Investors can review Form 10-K annual reports and Form 10-Q quarterly reports to understand Redwire’s revenue streams, segment reporting for its Space and Defense Tech businesses, risk factors, and discussion of operations across the United States and Europe. Form 8-K current reports document significant events such as the acquisition of Edge Autonomy, pro forma financial information for the combined company, equity distribution agreements for at-the-market offerings, financial results releases, and changes in leadership or board composition.
For those tracking ownership and compensation, Form 4 insider transaction filings (when available) can be used to monitor purchases or sales of Redwire securities by directors and officers. Proxy materials filed on Schedule 14A provide additional detail on governance, board structure, and executive compensation policies.
Stock Titan enhances these filings with AI-generated highlights that explain key terms, summarize major contract announcements, and point out notable changes in capital structure, such as preferred stock conversions into common stock. Real-time updates from EDGAR ensure that new Redwire filings appear quickly, while the AI layer helps readers navigate lengthy documents and focus on the sections most relevant to their analysis of RDW stock.
RDW stockholder(s) filed a notice of proposed sale under Rule 144 covering 739,077 common shares to be sold through Merrill Lynch on the NYSE, with an approximate aggregate market value of $7,265,126.91. These shares were originally acquired from the issuer in a cash private placement on December 29, 2021.

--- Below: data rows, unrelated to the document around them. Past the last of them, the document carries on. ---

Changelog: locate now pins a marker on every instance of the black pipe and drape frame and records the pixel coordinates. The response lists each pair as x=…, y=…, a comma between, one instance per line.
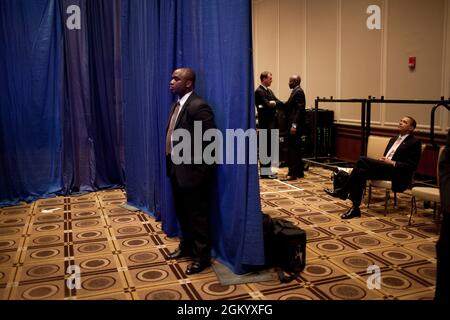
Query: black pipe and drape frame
x=366, y=111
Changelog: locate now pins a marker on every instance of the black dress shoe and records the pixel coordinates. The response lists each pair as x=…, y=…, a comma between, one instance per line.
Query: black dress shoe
x=196, y=267
x=289, y=178
x=178, y=254
x=271, y=176
x=352, y=213
x=337, y=193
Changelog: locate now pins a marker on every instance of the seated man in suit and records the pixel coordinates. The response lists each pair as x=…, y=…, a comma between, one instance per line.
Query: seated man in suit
x=398, y=164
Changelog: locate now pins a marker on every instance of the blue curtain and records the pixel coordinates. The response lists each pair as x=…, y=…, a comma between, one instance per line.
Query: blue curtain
x=214, y=38
x=61, y=122
x=30, y=106
x=93, y=155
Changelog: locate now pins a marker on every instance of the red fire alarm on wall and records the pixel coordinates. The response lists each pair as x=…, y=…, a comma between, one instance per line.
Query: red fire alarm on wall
x=412, y=63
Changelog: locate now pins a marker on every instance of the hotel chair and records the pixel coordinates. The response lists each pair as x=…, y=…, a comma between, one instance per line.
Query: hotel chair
x=375, y=149
x=427, y=194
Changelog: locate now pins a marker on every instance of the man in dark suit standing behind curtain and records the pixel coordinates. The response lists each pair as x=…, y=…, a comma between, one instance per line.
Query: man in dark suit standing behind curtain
x=190, y=179
x=266, y=103
x=295, y=111
x=443, y=244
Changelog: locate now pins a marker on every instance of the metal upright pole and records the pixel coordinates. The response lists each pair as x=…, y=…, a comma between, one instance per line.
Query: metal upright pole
x=316, y=111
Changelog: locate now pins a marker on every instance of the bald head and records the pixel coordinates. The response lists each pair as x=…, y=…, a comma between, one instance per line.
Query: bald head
x=294, y=81
x=182, y=81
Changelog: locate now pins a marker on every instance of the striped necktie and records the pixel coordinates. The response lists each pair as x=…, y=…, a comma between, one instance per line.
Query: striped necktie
x=171, y=127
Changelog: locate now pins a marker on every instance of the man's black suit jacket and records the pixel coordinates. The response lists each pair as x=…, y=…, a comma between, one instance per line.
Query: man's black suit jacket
x=189, y=175
x=406, y=157
x=266, y=113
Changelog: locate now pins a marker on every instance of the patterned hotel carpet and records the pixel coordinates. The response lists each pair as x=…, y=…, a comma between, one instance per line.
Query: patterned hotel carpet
x=122, y=253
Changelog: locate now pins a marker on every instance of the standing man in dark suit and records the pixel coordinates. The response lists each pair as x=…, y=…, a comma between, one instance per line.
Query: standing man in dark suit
x=398, y=164
x=266, y=104
x=190, y=179
x=295, y=111
x=443, y=244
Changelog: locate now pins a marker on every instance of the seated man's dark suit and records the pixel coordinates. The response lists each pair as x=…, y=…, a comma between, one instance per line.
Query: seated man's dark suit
x=407, y=157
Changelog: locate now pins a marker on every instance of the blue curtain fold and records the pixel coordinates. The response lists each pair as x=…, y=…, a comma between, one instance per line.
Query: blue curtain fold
x=93, y=156
x=214, y=38
x=30, y=116
x=61, y=99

Over the prior three months, AE Red Holdings, LLC sold 776,556 common shares on January 6, 2026 for $8,110,291.85 and 363,909 shares on January 7, 2026 for $3,669,958.94. Edge Autonomy Ultimate Holdings, LP sold 1,085,507 common shares on January 6, 2026 for $11,336,952.61 and 508,690 shares on January 7, 2026 for $5,130,050.14, against a total of 165,150,783 common shares outstanding.
Redwire Corporation insiders filed a notice to sell additional common stock. The filing covers the proposed sale of 363,909 common shares through Merrill Lynch on the NYSE, with an aggregate market value of $3,871,991.76. These shares relate to an issuer with 165,150,783 common shares outstanding and were originally acquired in a private placement from the issuer on 12/29/2021 for cash.
Over the past three months, entities associated with the issuer have already sold significant blocks of stock. AE Red Holdings, LLC sold 776,556 common shares for gross proceeds of $8,110,291.85, and Edge Autonomy Ultimate Holdings, LP sold 1,085,507 common shares for gross proceeds of $11,336,952.61, both on 01/06/2026. The signatory represents that they are not aware of undisclosed material adverse information about the issuer’s operations.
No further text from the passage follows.